Let's discuss prototyping on a shoestring by focusing on key assumptions, then building and testing a clear hypothesis using data and analytics.
The Build, Measure, Learn cycle, also known as The Lean Startup methodology, is a systematic entrepreneurship approach focusing on rapid experimentation and iteration. Eric Ries popularized it in his book "The Lean Startup." I love this approach because I've seen it help entrepreneurs many times.
According to this approach, startups should focus on building a minimal viable product (MVP) and then measuring its performance through analytics and other forms of data. Based on this data, the startup can make informed decisions about what to do next, whether iterating on the MVP, pivoting to a new direction, or scaling up.
Prototyping on a shoestring refers to the idea that startups should aim to create prototypes or MVPs with limited resources, often using agile development techniques and lean principles. This allows them to test their assumptions quickly and cheaply rather than investing a lot of time and money into a product that may not be viable.
One key aspect of the lean startup methodology is focusing on critical assumptions or the underlying beliefs that drive a startup's product development and business model. Then, by testing these assumptions through data and analytics, startups can better understand their customers and the market and make more informed decisions about moving forward.
Overall, the Build, Measure, Learn cycle and the lean startup approach are designed to help startups build products and businesses grounded in reality and responsive to customer needs. By continuously testing and iterating on their ideas, startups can minimize risk and maximize their chances of success.

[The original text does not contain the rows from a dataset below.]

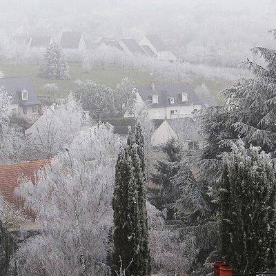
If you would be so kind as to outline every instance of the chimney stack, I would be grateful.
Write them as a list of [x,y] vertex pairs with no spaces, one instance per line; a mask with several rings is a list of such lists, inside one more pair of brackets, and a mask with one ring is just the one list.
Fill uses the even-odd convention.
[[219,276],[219,267],[225,264],[225,262],[216,262],[214,263],[214,276]]
[[152,91],[154,91],[154,90],[155,90],[155,80],[154,80],[154,79],[152,79],[151,80],[150,86],[151,86],[151,89],[152,90]]

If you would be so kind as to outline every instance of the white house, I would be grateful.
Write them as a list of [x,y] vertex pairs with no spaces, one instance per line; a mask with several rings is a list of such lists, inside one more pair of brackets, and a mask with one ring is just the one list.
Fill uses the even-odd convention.
[[119,41],[119,44],[123,50],[128,55],[147,56],[147,54],[135,39],[121,39]]
[[108,50],[110,48],[115,48],[121,51],[123,50],[123,48],[116,40],[105,40],[101,42],[99,45],[99,49],[102,50]]
[[81,32],[63,32],[61,45],[66,52],[84,52],[86,50],[86,41]]
[[204,103],[188,83],[150,84],[136,86],[134,110],[124,114],[133,117],[146,112],[149,119],[190,117],[204,108]]
[[27,77],[0,78],[0,87],[12,97],[11,109],[14,114],[39,116],[41,103]]
[[199,125],[191,118],[168,119],[162,121],[151,137],[152,146],[165,144],[170,139],[177,139],[184,149],[194,150],[200,148]]
[[170,48],[157,35],[146,35],[139,44],[142,47],[147,46],[150,48],[158,59],[166,61],[175,61],[177,59]]

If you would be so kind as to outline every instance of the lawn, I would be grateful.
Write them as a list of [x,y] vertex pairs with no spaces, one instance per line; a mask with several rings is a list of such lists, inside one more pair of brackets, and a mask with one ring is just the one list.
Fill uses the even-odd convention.
[[[92,79],[100,84],[105,84],[115,88],[117,83],[121,81],[123,77],[128,77],[131,81],[137,84],[149,83],[150,76],[148,72],[128,70],[117,66],[110,66],[109,68],[93,68],[89,72],[83,72],[81,64],[70,63],[70,79],[66,80],[49,79],[38,77],[39,68],[37,66],[29,63],[14,64],[5,61],[0,61],[0,68],[4,73],[5,77],[28,77],[37,91],[39,96],[51,96],[52,97],[64,97],[70,90],[75,90],[77,85],[74,81],[79,79],[82,81]],[[213,95],[217,99],[217,94],[222,89],[230,84],[230,81],[224,79],[206,80],[195,77],[191,85],[193,88],[197,87],[204,82],[208,87]],[[59,90],[55,95],[48,95],[43,90],[44,84],[48,83],[55,83]],[[223,99],[217,99],[219,103],[222,103]]]
[[100,84],[105,84],[115,88],[117,83],[119,83],[123,77],[128,77],[131,81],[135,83],[148,83],[150,81],[149,74],[142,72],[135,72],[127,70],[118,67],[109,67],[108,68],[95,68],[89,72],[84,72],[81,65],[79,63],[70,63],[70,79],[50,79],[38,77],[39,68],[37,66],[22,63],[14,64],[0,61],[0,68],[5,75],[5,77],[28,77],[30,81],[39,96],[49,96],[43,90],[43,86],[46,83],[55,83],[59,90],[55,95],[50,95],[51,97],[63,97],[70,90],[75,90],[77,86],[74,81],[79,79],[82,81],[92,79]]

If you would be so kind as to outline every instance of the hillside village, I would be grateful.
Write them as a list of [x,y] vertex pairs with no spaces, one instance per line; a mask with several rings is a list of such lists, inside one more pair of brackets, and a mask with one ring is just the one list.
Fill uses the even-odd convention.
[[274,275],[276,2],[54,2],[0,19],[0,276]]

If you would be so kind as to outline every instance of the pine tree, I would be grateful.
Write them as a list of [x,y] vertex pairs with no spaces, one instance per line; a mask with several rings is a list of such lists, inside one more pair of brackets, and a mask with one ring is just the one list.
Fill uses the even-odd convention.
[[160,210],[166,208],[167,219],[173,219],[175,209],[170,204],[175,204],[179,196],[179,187],[173,180],[180,168],[182,147],[177,139],[172,138],[160,150],[166,154],[166,160],[157,161],[155,165],[157,173],[152,174],[151,179],[159,188],[151,189],[152,204]]
[[69,68],[59,44],[54,42],[47,47],[44,61],[40,67],[40,76],[48,79],[69,79]]
[[275,268],[275,168],[239,141],[224,153],[220,188],[221,255],[238,273]]
[[112,201],[115,275],[121,266],[127,276],[150,273],[144,138],[140,131],[141,126],[135,134],[138,144],[129,131],[127,145],[121,148],[116,166]]
[[[271,32],[275,36],[275,30]],[[216,241],[219,241],[221,153],[230,151],[233,142],[241,139],[246,148],[253,144],[272,157],[275,154],[276,51],[262,47],[253,51],[265,60],[266,66],[248,59],[243,63],[252,70],[253,77],[239,79],[223,90],[225,106],[206,110],[201,118],[201,134],[205,140],[202,152],[193,159],[183,160],[176,178],[176,184],[181,187],[177,215],[197,237],[199,267],[204,265],[208,269],[219,257]],[[196,177],[190,174],[193,166],[198,168]],[[208,271],[201,270],[200,274]]]

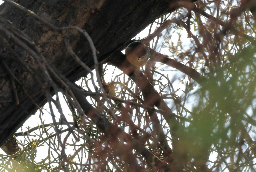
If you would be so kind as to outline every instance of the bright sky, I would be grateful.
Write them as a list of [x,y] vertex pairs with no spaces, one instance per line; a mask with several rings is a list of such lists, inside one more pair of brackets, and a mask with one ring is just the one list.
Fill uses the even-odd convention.
[[[2,1],[0,0],[0,4],[2,3],[3,2]],[[153,27],[152,27],[152,32],[154,30],[154,29],[153,29],[153,28],[154,29],[154,28],[157,26],[157,24],[156,23],[154,23],[153,25]],[[147,36],[148,34],[148,30],[149,29],[149,27],[150,26],[149,26],[146,28],[144,30],[138,34],[136,37],[135,37],[137,39],[139,39],[139,37],[141,39]],[[194,32],[193,30],[191,30],[191,31],[192,32]],[[184,41],[183,42],[185,43],[184,43],[184,46],[185,47],[186,46],[187,46],[188,47],[190,44],[190,41],[188,41],[188,38],[187,37],[187,32],[184,30],[182,30],[182,34],[181,34],[181,39],[182,40],[184,40]],[[195,34],[196,34],[195,33]],[[177,33],[175,33],[173,34],[172,35],[172,39],[173,40],[174,40],[174,41],[173,41],[174,42],[175,42],[175,39],[178,39],[178,35]],[[160,43],[161,42],[161,39],[160,39],[159,40],[159,42]],[[152,42],[151,42],[151,44],[152,43]],[[159,45],[161,45],[160,44],[159,44]],[[156,51],[159,51],[160,48],[160,47],[158,47],[156,49]],[[160,52],[162,54],[167,54],[167,55],[170,55],[170,57],[171,58],[173,58],[175,57],[172,57],[171,55],[172,55],[170,54],[170,51],[168,49],[168,47],[162,48],[161,49]],[[112,73],[114,70],[114,68],[113,67],[110,67],[109,68],[109,70],[107,71],[107,74],[106,75],[106,76],[112,76]],[[178,71],[175,71],[175,72],[170,72],[170,71],[159,71],[161,72],[161,73],[163,73],[163,74],[165,75],[167,75],[167,74],[168,75],[169,77],[170,78],[172,78],[173,77],[177,77],[177,76],[181,76],[181,75],[183,75],[182,76],[183,76],[183,75],[184,75],[181,72]],[[122,73],[121,72],[119,71],[117,69],[116,69],[115,70],[115,73],[114,74],[114,77],[115,75],[118,74],[120,73]],[[96,81],[96,80],[95,77],[96,75],[95,73],[95,72],[94,73],[94,77],[95,77],[95,78],[94,78],[94,80],[95,81]],[[157,76],[156,75],[154,76],[154,77],[159,77],[159,76]],[[111,79],[111,78],[110,77],[105,77],[105,79],[106,80],[106,82],[109,82],[111,81],[110,80]],[[188,81],[188,80],[187,81]],[[80,82],[79,81],[77,82],[76,83],[78,85],[80,85]],[[174,87],[176,88],[181,88],[180,90],[178,91],[177,92],[177,94],[178,95],[181,95],[182,94],[183,94],[183,92],[182,91],[182,90],[184,90],[185,89],[185,85],[184,84],[182,84],[180,83],[179,83],[178,81],[175,81],[174,83],[173,83],[173,84]],[[155,87],[155,88],[157,90],[159,91],[159,88],[158,86]],[[54,96],[55,98],[55,97],[56,96]],[[64,100],[64,99],[63,98],[61,94],[59,94],[59,97],[60,98],[61,102],[62,103],[62,104],[63,105],[62,106],[62,107],[63,109],[63,111],[66,116],[66,117],[67,118],[68,121],[70,122],[72,121],[72,116],[70,115],[70,114],[71,114],[71,112],[70,111],[69,109],[67,106],[65,105],[66,105],[66,102]],[[88,100],[90,100],[89,99],[89,98],[88,98]],[[172,101],[169,101],[167,102],[167,103],[168,105],[169,106],[169,107],[172,107],[173,106],[173,103]],[[189,105],[186,104],[186,108],[187,108],[189,110],[191,110],[192,107],[193,106],[193,105],[192,103],[190,105]],[[45,109],[45,110],[43,110],[44,112],[45,113],[45,114],[42,116],[42,118],[43,118],[43,120],[45,120],[44,123],[48,124],[52,123],[52,122],[51,116],[49,113],[47,112],[47,111],[49,111],[48,105],[48,103],[47,103],[44,106],[44,109]],[[54,110],[55,113],[56,115],[56,119],[57,120],[57,121],[58,121],[58,120],[59,118],[59,114],[56,108],[54,108]],[[176,112],[176,111],[175,111],[174,112],[175,113]],[[23,129],[23,131],[26,131],[27,130],[26,128],[28,126],[29,126],[31,127],[33,127],[36,126],[38,124],[39,125],[41,124],[41,122],[39,119],[38,117],[38,116],[40,114],[40,113],[39,111],[38,111],[38,112],[37,112],[35,115],[32,115],[31,117],[30,117],[24,123],[23,126],[22,127]],[[22,128],[19,129],[17,131],[17,132],[21,131],[21,129]],[[35,133],[38,133],[38,131],[36,131],[35,132]],[[72,137],[70,137],[70,138]],[[23,139],[23,138],[22,136],[18,137],[18,139],[19,140],[22,140]],[[45,149],[45,148],[42,147],[38,148],[37,149],[37,155],[45,154],[46,153]],[[68,155],[69,153],[70,153],[71,155],[74,152],[73,150],[72,150],[72,149],[73,148],[72,148],[71,149],[66,149],[66,153],[67,155]],[[2,149],[0,149],[0,153],[5,154],[4,153],[4,152],[2,150]],[[212,153],[212,154],[211,155],[211,157],[212,157],[212,160],[214,161],[214,157],[216,157],[216,156],[217,156],[217,154],[215,155],[214,153],[215,153],[214,152],[213,152]],[[45,157],[45,156],[44,156],[44,157]],[[42,157],[39,156],[38,156],[38,157],[37,157],[37,158],[38,160],[40,160],[42,159]]]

Entrepreneurs can follow these steps to apply the Build, Measure, Learn cycle to their product idea:
Define the problem: Start by defining the problem you are trying to solve with your product. Identify your target customer and the specific pain points or needs your product will address.
Identify key assumptions: Next, identify the fundamental assumptions that underlie your product idea. These might include beliefs about what features your customers will value, how you will reach and acquire customers, or how you will generate revenue.
Build a minimal viable product (MVP): Based on your key assumptions, create a minimal viable product (MVP) that allows you to test these assumptions as cheaply and quickly as possible. An MVP is a basic version of your product that includes only the essential features required to solve the problem and test your assumptions.
Measure performance: Once you have an MVP, start collecting data on how it is being used and how it is performing. This could include metrics such as customer acquisition, retention, and revenue.
Analyze results and learn: Based on the data you collect, analyze the results to understand how your MVP is performing. Use this information to validate or invalidate your key assumptions and determine what to do next. If your MVP is successful, you may want to iterate on it or scale up. If it is not performing as expected, you may need to pivot to a new direction or make significant changes to your product or business model.
Iterate and repeat: Continuously repeat the Build, Measure, Learn cycle by testing new assumptions, building new MVPs, and collecting and analyzing data. This will help you refine your product and business model over time and increase your chances of success.
This method will increase your likelihood of success by validating assumptions and demonstrating value over time.